I am that odd woman out – the one who leaves her own country at this time of crisis, instinctively making for what is now my home, Imlil: a small village in the Atlas Mountains of Morocco. Honestly, I didn’t really think it through and I certainly had no idea on the 14th March how bad things were going to get and how quickly. My choice was made, though, and now here I am, sitting on a sunny but very cold terrace looking out onto a coronet of 3000m+ peaks, dusted in snow. It feels like a million miles from Wigtown Book Festival, where I was last autumn presenting my latest book, My 1001 Nights.

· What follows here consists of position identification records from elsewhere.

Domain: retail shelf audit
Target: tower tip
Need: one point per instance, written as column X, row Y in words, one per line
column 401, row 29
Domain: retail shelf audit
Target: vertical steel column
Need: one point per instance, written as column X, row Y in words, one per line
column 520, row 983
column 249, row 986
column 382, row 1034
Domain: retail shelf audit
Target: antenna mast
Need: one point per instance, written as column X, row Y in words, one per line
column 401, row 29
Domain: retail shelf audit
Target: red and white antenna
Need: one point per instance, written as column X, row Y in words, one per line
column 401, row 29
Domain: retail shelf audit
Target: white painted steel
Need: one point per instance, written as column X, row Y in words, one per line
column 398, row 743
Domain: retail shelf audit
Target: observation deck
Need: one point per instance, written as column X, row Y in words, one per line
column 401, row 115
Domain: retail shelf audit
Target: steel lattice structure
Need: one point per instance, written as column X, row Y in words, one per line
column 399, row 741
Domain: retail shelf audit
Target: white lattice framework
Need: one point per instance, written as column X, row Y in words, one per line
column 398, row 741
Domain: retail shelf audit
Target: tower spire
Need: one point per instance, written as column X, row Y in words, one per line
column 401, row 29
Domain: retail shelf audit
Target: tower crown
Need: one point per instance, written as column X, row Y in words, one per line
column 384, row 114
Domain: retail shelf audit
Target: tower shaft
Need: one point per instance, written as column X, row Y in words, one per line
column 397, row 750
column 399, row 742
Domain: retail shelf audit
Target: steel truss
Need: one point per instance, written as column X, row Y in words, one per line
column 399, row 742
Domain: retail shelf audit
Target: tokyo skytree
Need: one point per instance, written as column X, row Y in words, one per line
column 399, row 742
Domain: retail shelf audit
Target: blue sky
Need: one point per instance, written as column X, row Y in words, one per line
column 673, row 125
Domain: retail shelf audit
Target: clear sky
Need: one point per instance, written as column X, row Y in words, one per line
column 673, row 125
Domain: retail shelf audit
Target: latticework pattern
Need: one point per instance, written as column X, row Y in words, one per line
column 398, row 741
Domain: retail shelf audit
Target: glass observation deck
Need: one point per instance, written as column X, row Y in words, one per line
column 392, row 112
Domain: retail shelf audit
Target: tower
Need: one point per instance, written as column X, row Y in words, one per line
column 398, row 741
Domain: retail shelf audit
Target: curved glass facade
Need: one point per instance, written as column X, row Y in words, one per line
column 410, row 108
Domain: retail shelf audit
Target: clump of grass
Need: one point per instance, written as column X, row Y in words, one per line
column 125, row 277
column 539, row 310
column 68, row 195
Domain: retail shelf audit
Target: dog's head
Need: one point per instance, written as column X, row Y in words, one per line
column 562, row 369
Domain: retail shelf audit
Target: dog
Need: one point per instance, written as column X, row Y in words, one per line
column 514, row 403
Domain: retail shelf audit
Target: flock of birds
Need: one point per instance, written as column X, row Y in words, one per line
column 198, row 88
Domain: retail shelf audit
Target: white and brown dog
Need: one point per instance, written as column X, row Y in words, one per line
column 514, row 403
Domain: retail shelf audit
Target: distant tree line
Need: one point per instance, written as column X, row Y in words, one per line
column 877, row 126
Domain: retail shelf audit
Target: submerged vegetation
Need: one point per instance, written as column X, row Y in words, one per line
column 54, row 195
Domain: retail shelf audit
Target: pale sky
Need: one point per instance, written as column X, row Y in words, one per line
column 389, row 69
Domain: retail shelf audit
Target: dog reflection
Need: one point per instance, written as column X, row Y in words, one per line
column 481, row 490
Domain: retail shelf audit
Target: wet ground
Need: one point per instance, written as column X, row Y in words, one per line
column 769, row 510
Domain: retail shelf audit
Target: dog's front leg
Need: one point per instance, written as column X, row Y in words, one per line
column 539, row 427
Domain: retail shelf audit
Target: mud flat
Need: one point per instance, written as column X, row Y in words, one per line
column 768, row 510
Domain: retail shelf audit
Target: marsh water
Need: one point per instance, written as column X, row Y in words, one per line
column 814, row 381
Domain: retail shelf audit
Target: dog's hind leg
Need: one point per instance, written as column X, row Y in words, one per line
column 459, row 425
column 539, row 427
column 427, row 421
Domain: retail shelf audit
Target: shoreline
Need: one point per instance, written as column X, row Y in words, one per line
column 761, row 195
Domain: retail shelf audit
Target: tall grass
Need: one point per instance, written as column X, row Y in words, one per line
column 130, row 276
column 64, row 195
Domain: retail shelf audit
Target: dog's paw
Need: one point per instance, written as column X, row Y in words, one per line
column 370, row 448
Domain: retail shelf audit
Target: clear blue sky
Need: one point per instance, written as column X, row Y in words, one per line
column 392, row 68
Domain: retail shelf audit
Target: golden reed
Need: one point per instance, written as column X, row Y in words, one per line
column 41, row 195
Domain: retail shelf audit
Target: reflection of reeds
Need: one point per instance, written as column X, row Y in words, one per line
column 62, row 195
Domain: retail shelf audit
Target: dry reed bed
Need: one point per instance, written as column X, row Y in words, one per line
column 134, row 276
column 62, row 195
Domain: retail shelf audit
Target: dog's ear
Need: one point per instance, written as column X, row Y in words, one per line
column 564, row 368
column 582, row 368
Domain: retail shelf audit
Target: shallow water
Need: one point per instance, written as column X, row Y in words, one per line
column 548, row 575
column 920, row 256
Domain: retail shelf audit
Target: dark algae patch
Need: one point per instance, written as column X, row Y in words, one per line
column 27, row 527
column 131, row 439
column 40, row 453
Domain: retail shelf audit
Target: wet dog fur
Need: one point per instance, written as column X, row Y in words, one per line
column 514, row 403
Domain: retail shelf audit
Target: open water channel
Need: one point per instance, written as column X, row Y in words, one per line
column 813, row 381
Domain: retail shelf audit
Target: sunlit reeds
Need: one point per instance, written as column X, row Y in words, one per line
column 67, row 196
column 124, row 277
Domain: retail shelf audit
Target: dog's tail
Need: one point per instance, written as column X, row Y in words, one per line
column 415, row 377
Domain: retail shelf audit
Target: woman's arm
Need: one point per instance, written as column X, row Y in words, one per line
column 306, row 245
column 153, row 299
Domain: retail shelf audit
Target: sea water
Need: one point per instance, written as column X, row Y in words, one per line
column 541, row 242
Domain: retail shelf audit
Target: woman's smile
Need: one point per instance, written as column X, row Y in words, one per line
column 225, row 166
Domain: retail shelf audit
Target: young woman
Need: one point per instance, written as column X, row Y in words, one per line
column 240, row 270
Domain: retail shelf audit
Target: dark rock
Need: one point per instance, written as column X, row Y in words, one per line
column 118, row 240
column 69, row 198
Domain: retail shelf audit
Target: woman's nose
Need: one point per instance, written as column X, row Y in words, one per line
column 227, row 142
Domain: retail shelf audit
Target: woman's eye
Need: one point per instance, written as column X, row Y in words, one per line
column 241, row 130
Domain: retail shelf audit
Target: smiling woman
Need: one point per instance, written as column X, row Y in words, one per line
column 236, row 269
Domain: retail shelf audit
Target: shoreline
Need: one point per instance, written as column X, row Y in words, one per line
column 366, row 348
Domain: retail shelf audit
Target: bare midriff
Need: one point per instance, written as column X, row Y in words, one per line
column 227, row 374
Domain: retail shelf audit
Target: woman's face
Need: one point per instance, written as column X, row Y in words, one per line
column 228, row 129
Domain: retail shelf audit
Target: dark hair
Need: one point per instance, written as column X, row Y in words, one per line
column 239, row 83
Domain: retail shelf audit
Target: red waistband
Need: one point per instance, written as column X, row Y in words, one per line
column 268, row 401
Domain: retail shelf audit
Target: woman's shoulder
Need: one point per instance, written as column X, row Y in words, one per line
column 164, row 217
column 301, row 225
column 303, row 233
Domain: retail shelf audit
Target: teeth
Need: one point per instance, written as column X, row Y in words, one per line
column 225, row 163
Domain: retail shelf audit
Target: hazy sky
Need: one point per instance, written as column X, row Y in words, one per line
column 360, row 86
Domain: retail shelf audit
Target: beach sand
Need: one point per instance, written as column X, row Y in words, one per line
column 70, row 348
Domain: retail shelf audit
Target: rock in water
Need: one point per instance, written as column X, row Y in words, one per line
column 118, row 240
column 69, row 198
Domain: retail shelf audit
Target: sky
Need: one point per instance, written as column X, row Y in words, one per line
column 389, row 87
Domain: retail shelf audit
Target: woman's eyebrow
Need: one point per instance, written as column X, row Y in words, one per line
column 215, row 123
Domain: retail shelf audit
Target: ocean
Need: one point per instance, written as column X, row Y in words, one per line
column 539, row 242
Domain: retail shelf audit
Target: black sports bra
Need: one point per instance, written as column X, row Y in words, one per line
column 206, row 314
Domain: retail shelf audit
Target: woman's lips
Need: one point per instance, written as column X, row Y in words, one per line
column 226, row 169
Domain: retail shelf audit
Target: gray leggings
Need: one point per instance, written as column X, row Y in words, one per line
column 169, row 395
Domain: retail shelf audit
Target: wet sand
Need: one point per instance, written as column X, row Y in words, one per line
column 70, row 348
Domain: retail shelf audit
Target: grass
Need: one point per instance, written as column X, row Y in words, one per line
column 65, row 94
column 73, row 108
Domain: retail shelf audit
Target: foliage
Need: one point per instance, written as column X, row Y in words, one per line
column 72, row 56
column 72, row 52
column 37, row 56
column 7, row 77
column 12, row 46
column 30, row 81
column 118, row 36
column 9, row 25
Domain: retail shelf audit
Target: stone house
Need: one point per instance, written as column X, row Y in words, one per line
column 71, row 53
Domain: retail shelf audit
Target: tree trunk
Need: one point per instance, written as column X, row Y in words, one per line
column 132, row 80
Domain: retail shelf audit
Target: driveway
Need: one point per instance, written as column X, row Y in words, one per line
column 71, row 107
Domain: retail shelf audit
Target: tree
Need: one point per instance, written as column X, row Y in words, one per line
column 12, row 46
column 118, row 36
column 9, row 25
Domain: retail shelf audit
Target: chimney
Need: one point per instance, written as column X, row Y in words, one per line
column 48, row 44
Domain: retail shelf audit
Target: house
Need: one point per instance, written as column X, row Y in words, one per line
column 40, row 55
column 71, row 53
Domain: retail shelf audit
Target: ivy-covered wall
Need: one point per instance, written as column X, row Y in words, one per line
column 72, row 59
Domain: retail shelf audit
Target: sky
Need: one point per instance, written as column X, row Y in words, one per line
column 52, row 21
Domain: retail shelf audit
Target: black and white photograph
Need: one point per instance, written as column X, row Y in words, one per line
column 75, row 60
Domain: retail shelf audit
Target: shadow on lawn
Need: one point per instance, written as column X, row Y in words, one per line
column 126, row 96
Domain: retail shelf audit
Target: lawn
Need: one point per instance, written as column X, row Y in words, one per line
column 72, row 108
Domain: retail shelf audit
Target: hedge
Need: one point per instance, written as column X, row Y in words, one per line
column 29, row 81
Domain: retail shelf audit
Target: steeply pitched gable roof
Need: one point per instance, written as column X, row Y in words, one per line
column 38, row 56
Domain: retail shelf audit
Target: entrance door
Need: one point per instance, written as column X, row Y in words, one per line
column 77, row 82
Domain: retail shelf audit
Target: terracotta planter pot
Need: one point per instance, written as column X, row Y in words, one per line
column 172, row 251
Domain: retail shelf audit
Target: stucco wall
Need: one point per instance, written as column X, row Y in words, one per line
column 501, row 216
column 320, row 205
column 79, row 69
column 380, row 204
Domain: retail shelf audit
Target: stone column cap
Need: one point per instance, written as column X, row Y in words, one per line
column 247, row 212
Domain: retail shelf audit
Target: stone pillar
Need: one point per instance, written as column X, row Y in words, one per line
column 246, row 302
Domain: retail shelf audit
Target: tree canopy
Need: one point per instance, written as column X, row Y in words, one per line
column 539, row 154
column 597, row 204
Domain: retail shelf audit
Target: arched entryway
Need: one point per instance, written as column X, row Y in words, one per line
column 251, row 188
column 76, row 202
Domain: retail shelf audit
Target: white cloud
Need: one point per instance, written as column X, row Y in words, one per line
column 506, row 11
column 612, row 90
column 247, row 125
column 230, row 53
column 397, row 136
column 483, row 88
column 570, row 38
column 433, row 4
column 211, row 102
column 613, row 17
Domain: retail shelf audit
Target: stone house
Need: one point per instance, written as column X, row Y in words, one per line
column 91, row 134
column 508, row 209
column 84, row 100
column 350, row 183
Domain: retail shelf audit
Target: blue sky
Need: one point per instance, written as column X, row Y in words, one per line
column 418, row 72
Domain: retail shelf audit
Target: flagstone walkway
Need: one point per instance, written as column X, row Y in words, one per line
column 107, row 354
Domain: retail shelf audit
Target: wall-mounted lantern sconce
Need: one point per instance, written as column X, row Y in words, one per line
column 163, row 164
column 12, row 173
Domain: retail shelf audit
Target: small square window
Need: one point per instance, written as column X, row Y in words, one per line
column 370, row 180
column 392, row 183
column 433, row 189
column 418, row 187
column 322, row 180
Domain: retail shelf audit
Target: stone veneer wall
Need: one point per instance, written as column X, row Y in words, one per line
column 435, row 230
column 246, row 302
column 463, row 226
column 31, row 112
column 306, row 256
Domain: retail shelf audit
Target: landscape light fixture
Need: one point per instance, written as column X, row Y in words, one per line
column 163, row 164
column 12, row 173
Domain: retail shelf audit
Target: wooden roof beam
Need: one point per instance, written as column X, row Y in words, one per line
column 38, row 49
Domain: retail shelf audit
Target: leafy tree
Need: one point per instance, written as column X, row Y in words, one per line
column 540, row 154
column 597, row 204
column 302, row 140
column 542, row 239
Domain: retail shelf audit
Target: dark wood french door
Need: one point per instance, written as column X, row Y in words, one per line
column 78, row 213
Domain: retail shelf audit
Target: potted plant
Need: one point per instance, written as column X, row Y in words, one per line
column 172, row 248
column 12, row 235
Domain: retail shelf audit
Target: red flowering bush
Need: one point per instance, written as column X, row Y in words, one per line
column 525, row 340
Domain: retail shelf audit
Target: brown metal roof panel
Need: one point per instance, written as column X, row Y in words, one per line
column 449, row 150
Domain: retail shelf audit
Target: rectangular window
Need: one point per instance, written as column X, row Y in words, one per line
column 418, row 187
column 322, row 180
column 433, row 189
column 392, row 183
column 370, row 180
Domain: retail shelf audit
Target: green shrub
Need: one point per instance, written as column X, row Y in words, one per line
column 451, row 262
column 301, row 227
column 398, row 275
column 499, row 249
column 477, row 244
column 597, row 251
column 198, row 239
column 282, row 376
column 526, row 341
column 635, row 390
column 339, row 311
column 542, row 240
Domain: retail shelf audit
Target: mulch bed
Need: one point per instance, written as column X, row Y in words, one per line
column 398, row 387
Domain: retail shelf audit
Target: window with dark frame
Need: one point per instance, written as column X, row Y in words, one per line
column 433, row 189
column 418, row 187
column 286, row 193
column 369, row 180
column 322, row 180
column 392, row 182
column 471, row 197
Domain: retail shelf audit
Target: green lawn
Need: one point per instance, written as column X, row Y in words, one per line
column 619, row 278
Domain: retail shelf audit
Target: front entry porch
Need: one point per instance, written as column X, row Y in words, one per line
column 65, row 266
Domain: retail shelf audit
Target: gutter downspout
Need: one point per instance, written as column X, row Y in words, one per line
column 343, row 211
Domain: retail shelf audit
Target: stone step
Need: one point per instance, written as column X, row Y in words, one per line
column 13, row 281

Morocco went into lockdown a couple of days after I returned and it is more stringent here than in the UK or USA. We are not allowed out at all except for vital shopping. I moved to this village because of the mountains when I had to train for a ridiculous race – ultra running six days around Everest – so being denied access is hard, but my adventures have just had to take a different turn. Now, I am exploring how this place and these people and I are dealing with Covid-19.

I feel privileged, because this Amazigh (Berber) community took me to their hearts when I first moved here and they have kept me there. I live in a family compound set into the rock of the mountain comprised of three big multi-generational houses and my little one-bedroom flat perched above the home of the two cows and many chickens, and with the tips of the walnut trees knocking on my window. We all look out onto a shared yard and there are about 25 people in here in total.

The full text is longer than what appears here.